This study addresses the clinical challenge of noninvasive photoplethysmography (PPG)-based monitoring of cardiac output (CO) and stroke volume (SV), overcoming limitations of existing methods that rely on invasive arterial pressure waveforms (APW) and scarce labeled data. We propose a hybrid modeling framework integrating hemodynamic simulation with unlabeled clinical PPG signals, innovatively combining conditional variational autoencoders (CVAEs) and conditional density estimation to achieve interpretable, uncertainty-aware mapping from PPG to time-varying cardiovascular parameters. The method requires neither invasive measurements nor large-scale annotated datasets. Experimental results demonstrate superior accuracy in tracking dynamic CO/SV variations and improved detection of physiological fluctuations compared to supervised learning baselines. This work establishes a novel paradigm for noninvasive, continuous, and personalized cardiac function assessment.

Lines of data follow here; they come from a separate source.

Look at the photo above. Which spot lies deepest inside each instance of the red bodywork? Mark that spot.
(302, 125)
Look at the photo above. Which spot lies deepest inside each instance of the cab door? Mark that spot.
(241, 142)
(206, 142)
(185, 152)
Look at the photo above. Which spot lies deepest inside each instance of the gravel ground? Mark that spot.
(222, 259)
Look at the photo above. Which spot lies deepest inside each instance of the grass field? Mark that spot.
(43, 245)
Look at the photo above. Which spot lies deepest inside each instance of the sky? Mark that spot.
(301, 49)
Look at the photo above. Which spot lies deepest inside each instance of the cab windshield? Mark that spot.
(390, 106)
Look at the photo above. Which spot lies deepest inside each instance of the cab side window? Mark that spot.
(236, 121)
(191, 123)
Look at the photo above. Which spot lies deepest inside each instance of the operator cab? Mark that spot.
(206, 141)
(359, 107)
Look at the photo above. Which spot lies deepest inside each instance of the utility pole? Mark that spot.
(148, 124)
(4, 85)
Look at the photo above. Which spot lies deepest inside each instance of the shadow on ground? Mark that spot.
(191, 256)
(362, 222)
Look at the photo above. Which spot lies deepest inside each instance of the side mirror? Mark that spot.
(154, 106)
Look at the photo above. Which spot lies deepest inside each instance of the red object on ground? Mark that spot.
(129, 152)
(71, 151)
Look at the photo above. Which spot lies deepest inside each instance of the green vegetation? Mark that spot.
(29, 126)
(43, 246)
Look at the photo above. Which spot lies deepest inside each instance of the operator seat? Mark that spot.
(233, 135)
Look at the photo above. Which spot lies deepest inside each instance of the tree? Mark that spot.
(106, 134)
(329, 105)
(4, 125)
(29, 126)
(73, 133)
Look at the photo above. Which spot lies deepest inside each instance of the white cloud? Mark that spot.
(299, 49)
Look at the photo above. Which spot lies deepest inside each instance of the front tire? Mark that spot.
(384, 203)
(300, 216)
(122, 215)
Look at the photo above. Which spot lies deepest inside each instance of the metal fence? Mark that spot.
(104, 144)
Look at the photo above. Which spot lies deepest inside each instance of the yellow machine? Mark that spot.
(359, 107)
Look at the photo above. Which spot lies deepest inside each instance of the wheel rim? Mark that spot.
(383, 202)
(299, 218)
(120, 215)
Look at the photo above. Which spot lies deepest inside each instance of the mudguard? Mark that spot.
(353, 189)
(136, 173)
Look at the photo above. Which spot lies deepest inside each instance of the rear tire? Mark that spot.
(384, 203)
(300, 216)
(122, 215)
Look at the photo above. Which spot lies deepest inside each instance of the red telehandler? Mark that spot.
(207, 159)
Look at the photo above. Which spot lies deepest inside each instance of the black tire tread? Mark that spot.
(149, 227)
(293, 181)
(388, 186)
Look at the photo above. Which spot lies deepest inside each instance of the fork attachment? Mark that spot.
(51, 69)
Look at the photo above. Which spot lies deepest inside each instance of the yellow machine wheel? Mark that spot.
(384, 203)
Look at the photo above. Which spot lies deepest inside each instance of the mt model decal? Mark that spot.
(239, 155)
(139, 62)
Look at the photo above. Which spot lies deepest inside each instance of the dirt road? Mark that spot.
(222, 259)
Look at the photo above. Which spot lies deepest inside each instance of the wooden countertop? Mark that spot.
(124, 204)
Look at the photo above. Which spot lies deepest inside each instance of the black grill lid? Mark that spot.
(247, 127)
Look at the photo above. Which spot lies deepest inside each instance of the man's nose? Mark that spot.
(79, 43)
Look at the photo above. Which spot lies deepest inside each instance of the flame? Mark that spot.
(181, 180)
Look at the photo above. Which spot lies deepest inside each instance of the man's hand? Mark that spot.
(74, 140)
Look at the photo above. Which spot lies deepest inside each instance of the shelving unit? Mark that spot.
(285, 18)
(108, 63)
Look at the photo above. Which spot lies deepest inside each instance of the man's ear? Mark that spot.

Continuous cardiovascular monitoring can play a key role in precision health. However, some fundamental cardiac biomarkers of interest, including stroke volume and cardiac output, require invasive measurements, e.g., arterial pressure waveforms (APW). As a non-invasive alternative, photoplethysmography (PPG) measurements are routinely collected in hospital settings. Unfortunately, the prediction of key cardiac biomarkers from PPG instead of APW remains an open challenge, further complicated by the scarcity of annotated PPG measurements. As a solution, we propose a hybrid approach that uses hemodynamic simulations and unlabeled clinical data to estimate cardiovascular biomarkers directly from PPG signals. Our hybrid model combines a conditional variational autoencoder trained on paired PPG-APW data with a conditional density estimator of cardiac biomarkers trained on labeled simulated APW segments. As a key result, our experiments demonstrate that the proposed approach can detect fluctuations of cardiac output and stroke volume and outperform a supervised baseline in monitoring temporal changes in these biomarkers.